Intrusive thoughts after birth are common in women with a previous diagnosis of depression and anxiety. This can result in Perinatal Mood and Anxiety Disorders that make the symptoms of intrusive thoughts worse.
2. Obsessive-Compulsive Disorder (OCD)
OCD (Obsessive-Compulsive Disorder) affects many people and consists of recurring thoughts, images, sensations, and impulses that feel like they are out of your control. These feelings drive you to act out repetitive compulsions, such as excessive handwashing, tapping, blinking, and more as a way to feel in control of your symptoms.
OCD jumps dramatically for many new parents with a previous diagnosis. This jump is often the result of a lack of sleep, increased stress, and changes in hormone levels.
For new parents who are struggling with their mental health at this time, Karen Kleiman, psychotherapist and founder of The Postpartum Stress Center encourages new parents that, “Postpartum depression and anxiety are very treatable. No matter what your symptoms are. No matter how bad you feel. No matter how high your distress is […] What matters is that you get the help you need.”

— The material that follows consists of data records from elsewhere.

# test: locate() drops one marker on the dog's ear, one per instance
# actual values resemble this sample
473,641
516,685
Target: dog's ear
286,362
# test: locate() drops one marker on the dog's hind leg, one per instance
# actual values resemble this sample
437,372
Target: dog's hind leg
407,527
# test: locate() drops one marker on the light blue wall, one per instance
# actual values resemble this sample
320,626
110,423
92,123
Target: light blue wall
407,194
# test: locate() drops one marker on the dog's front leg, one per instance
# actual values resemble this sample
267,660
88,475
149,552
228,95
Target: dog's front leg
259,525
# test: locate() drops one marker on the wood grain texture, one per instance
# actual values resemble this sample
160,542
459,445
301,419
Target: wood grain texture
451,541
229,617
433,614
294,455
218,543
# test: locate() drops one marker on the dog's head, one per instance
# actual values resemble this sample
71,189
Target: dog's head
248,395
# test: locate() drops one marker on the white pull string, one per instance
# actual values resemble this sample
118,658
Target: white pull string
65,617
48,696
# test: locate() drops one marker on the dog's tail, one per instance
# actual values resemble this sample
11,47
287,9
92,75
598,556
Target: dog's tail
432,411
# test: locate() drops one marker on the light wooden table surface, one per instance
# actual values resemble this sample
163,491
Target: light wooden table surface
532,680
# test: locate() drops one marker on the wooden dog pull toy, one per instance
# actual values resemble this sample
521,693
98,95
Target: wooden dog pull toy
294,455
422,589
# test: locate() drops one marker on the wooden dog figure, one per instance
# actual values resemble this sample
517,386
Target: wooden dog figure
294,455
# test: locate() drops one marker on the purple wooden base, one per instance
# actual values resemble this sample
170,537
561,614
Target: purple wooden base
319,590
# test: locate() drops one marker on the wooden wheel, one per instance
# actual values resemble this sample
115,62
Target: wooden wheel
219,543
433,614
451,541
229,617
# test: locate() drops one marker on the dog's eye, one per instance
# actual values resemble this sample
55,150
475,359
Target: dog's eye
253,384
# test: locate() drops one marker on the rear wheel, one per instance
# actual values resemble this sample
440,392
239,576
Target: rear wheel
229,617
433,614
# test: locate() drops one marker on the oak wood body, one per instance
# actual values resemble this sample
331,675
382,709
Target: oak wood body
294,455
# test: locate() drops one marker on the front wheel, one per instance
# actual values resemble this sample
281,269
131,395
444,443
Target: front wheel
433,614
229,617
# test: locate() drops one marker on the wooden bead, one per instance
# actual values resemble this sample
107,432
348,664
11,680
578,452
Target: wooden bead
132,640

How to Manage Postpartum Intrusive Thoughts
If you are struggling with postpartum intrusive thoughts, there are steps you can take to manage and eventually overcome them.
1. Identify Your Triggers – Manage Intrusive Thoughts As A New Parent
Intrusive thoughts are often spoken about through the lens of mental health. However, for many new parents intrusive thoughts arise from feelings of anger.
Whether it’s the middle of the night and your baby won’t stop crying or you’re struggling with extreme exhaustion, how you’re feeling can create the ‘perfect storm’ for intrusive thoughts to appear.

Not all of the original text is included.